I ADORE their ears! How unique is that!


----------



## Trinity (Apr 28, 2009)

Im pretty sure that purebred Marwaris (sp) Are supposed to be painted?


----------



## Spastic_Dove (Oct 4, 2007)

I think they're neat...but their ears are just so bizzare.


----------



## Jessabel (Mar 19, 2009)

They're too slender for me. A couple were pretty, but they just have nothing to them. They look kind of... breakable. I don't care for the ears, either.


----------



## bumble (Jan 30, 2009)

yeah, i love them and their ears! not a lot of people like their ears though.

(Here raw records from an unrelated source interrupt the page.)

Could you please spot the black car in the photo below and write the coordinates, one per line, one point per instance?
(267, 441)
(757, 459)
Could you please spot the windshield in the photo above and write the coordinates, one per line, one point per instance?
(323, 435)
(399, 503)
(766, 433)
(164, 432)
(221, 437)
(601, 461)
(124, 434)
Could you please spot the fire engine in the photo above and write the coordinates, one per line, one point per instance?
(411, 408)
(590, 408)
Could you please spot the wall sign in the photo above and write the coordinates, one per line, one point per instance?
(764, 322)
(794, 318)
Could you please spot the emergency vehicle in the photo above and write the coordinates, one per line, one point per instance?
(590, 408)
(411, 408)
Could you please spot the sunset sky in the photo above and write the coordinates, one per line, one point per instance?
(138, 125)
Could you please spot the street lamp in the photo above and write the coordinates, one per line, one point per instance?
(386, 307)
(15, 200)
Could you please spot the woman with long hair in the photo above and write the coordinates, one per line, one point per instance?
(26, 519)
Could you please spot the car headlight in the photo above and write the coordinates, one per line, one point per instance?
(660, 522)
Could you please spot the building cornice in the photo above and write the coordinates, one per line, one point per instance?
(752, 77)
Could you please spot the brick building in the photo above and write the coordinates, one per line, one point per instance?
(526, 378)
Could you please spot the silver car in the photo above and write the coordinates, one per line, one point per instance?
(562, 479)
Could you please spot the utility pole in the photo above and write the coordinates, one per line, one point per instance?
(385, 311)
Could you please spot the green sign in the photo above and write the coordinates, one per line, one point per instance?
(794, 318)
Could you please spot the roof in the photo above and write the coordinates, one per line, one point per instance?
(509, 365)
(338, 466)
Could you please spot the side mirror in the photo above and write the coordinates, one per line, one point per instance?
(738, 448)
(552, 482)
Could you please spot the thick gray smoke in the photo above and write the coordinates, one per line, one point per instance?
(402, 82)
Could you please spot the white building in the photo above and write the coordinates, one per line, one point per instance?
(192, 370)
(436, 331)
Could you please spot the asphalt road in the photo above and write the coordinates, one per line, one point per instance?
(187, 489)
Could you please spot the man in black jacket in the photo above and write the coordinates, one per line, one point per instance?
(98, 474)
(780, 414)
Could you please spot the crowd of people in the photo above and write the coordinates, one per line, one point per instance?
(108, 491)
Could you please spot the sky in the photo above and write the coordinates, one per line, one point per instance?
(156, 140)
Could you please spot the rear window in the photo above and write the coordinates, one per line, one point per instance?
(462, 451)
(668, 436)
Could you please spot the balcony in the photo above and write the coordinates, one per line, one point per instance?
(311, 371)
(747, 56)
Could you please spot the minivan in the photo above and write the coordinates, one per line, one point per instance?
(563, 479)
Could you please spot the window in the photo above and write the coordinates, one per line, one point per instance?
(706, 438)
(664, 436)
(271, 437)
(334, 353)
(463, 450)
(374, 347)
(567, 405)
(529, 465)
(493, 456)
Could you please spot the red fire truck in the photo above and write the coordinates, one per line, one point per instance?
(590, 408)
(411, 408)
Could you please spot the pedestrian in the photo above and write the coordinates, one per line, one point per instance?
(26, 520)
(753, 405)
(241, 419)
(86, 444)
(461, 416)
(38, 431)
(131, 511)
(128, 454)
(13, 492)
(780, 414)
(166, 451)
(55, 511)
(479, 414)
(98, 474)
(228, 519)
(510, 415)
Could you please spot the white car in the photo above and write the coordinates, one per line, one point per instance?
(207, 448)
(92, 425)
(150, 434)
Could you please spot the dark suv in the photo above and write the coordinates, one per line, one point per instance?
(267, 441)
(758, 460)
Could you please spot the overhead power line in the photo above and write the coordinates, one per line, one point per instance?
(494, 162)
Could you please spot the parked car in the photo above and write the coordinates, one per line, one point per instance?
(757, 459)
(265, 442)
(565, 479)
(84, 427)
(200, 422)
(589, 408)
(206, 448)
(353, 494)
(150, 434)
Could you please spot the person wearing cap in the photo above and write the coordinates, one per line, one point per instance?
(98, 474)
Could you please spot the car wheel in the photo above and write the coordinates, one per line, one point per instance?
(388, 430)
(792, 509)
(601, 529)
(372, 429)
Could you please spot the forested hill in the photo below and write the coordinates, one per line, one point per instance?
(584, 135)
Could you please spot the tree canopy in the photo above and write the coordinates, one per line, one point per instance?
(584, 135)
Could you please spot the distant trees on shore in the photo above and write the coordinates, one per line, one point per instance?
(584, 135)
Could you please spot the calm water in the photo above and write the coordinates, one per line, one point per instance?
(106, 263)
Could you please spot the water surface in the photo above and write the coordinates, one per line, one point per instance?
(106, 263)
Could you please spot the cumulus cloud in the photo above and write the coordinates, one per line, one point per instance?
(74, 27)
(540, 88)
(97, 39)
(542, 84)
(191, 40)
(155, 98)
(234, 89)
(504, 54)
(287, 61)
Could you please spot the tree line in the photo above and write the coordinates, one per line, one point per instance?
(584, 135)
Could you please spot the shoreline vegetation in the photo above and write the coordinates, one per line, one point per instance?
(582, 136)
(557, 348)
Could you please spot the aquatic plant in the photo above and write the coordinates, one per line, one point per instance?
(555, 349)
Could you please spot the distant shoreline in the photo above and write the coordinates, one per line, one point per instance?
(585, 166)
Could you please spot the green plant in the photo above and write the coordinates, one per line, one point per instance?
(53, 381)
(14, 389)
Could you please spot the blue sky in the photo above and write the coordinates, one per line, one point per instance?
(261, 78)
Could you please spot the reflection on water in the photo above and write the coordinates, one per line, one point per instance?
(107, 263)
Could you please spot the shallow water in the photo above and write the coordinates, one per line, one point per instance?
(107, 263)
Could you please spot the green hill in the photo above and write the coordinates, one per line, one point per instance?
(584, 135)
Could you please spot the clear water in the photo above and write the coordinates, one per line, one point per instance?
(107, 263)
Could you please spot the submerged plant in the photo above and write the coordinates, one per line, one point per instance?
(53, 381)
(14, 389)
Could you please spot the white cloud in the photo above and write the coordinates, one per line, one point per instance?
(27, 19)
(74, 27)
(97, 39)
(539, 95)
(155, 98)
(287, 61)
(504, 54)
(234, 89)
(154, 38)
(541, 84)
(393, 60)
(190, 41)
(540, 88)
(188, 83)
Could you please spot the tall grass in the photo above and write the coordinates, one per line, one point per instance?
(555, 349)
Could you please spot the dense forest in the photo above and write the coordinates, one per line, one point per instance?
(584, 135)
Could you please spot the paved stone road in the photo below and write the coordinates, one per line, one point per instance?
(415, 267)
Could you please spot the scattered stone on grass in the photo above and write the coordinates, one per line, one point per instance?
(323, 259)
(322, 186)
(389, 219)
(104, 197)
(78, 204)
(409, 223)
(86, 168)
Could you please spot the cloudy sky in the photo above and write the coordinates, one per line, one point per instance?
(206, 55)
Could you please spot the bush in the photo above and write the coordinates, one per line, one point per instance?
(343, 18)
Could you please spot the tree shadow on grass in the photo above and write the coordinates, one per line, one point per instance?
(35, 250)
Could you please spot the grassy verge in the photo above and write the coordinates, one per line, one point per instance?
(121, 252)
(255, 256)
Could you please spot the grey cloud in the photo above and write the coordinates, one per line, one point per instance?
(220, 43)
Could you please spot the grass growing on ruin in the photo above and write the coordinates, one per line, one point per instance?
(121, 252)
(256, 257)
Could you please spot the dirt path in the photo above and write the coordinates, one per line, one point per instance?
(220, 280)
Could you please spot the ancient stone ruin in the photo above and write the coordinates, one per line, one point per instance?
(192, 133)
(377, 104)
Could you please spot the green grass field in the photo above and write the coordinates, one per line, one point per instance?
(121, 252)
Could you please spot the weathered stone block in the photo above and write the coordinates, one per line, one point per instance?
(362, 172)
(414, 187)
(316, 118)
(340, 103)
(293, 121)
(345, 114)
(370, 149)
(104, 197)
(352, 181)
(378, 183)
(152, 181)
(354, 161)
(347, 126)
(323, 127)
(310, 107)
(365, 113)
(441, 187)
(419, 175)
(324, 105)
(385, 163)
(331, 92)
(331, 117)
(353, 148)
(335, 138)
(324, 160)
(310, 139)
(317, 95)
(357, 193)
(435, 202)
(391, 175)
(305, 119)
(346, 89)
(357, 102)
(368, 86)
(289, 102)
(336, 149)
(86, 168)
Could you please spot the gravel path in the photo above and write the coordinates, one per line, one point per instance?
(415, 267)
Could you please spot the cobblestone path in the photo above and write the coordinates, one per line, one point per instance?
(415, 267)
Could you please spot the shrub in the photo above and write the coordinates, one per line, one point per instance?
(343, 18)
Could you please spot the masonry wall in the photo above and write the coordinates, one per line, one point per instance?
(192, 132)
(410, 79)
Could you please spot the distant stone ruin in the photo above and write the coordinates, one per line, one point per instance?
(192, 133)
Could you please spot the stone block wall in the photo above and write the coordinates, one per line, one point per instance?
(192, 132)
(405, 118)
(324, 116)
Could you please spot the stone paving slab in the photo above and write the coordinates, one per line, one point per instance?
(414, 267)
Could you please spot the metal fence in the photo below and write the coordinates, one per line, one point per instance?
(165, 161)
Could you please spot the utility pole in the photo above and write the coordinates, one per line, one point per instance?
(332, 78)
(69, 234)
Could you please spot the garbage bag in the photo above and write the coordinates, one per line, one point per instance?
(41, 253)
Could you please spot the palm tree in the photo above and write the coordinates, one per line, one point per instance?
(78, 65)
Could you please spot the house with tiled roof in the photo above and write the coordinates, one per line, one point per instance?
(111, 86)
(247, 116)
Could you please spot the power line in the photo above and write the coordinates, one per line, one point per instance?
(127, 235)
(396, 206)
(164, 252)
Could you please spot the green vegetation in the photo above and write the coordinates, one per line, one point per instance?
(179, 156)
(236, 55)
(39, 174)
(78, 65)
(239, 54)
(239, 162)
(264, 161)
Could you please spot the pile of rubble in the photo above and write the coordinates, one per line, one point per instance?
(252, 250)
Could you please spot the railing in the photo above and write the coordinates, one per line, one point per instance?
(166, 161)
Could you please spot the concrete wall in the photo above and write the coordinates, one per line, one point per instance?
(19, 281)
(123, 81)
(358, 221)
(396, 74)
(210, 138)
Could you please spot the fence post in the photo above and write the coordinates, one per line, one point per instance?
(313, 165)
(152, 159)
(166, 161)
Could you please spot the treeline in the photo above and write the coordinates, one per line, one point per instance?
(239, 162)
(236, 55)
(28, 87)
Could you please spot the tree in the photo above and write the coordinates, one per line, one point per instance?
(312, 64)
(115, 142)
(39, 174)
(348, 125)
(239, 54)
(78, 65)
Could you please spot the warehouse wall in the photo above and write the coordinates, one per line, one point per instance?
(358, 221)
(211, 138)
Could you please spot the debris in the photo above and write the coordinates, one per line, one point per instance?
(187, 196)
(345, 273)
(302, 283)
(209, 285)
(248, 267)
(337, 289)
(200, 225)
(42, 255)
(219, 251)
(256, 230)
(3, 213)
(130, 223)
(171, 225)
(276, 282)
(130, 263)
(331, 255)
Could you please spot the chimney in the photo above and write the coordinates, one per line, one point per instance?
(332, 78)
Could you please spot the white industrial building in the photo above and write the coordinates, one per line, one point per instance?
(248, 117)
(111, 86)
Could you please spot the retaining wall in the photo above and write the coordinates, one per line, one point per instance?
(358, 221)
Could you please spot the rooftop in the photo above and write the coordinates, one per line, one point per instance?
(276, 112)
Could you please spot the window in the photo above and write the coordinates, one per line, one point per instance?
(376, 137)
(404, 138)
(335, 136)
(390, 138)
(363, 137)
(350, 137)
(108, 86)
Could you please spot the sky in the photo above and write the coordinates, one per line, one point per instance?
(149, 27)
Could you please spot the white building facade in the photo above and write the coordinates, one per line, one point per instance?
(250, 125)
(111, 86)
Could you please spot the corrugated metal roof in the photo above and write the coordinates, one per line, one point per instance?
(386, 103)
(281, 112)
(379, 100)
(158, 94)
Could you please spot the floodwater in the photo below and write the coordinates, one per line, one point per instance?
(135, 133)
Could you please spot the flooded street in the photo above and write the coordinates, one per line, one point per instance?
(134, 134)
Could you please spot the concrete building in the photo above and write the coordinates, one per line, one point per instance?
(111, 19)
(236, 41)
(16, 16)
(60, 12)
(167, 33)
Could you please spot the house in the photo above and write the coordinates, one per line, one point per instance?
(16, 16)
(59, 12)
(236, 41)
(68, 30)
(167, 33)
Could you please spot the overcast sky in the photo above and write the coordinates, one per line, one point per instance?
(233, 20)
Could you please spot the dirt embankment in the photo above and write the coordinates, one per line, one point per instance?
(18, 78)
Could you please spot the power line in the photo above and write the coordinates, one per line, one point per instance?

there's another breed just like them called Kathiawaris.


----------



## morganshow11 (Dec 19, 2008)

Yeah^^ they look the same tho.


----------



## NicoleS11 (Nov 21, 2008)

are they born with ears like that..??


----------



## Jubilee Rose (May 28, 2008)

They're pretty, but I agree, they do look slender and breakable. I'm not sure I care for the ears either.


----------



## zanyoutthere (Jan 31, 2009)

NicoleS11 said:


> are they born with ears like that..??


yup)


----------



## zanyoutthere (Jan 31, 2009)

I just got a marwari foal(importad) a few months ago. And they are sooo much fun, and active. His name is Remio.


----------



## RedRoan (Mar 2, 2009)

My friend has a marwari... holy cow are they wild. They are so hyper haha.


----------



## zanyoutthere (Jan 31, 2009)

I know that is why i love them^^


----------



## bumble (Jan 30, 2009)

i know they look the same, that's why i mentioned them.


----------



## PaintedHooves (Sep 29, 2008)

Marwari's are so unique looking. Up at my riding stable there is this one gelding who has curly ears just like that. Makes me wonder if he is a marwari cross or something.


----------



## orangetictac (Nov 4, 2008)

I don't much care for them from the little I know about them. I don't like the ears and I'm not one for a hyper horse either. eh...to each his own...


----------



## reining girl (Jan 30, 2009)

There pretty, butt the ears are just not my thing, and there too slender i like mine big and beffy, thats why im a QH girl lol.


----------



## xDressageDivAx (Apr 28, 2009)

ooh I don't like the ears but they are pretty horses. Why do the ears grow like that? I know it's the breeds trait, but for what reason...? Just curious!! xXx


----------



## freedomfighter93 (Apr 15, 2009)

Oh yeah, I recognize that breed. They weirded me out the first time I saw them in the breedbook I'm reading. I really _do not_ like their ears. But otherwise, they're very beautiful horses.


----------



## freedomfighter93 (Apr 15, 2009)

Oh, you can't edit posts, can you? Well then, double post time!

I'm confused. The breed book I'm reading calls them Kathiawari.


----------



## Kentucky (Aug 2, 2008)

PaintedHooves said:


> Marwari's are so unique looking. Up at my riding stable there is this one gelding who has curly ears just like that. Makes me wonder if he is a marwari cross or something.


There is another breed with those ears it is the Indain country bred, it is a similar breed only not as well bred. http://en.wikipedia.org/wiki/Spiti_Pony


----------



## bumble (Jan 30, 2009)

freedomfighter93 said:


> Oh, you can't edit posts, can you? Well then, double post time!
> 
> I'm confused. The breed book I'm reading calls them Kathiawari.



They're two separate breeds who look very similar


----------



## tegzidoll (May 7, 2009)

There is another breed with ears like that...I arent that keen tbh but I would prefer an Akhal Teke....Look at the colour...its metallic! http://www.ecmagazine.net/Fall2006Web/ATmareCONF0787-copy.jpg


----------



## freedomfighter93 (Apr 15, 2009)

bumble said:


> They're two separate breeds who look very similar


Oh, okay. Lol, not as confused anymore. I thought that the Kathiawari would be the only breed I'd find with those odd ears, but I guess not. heh


----------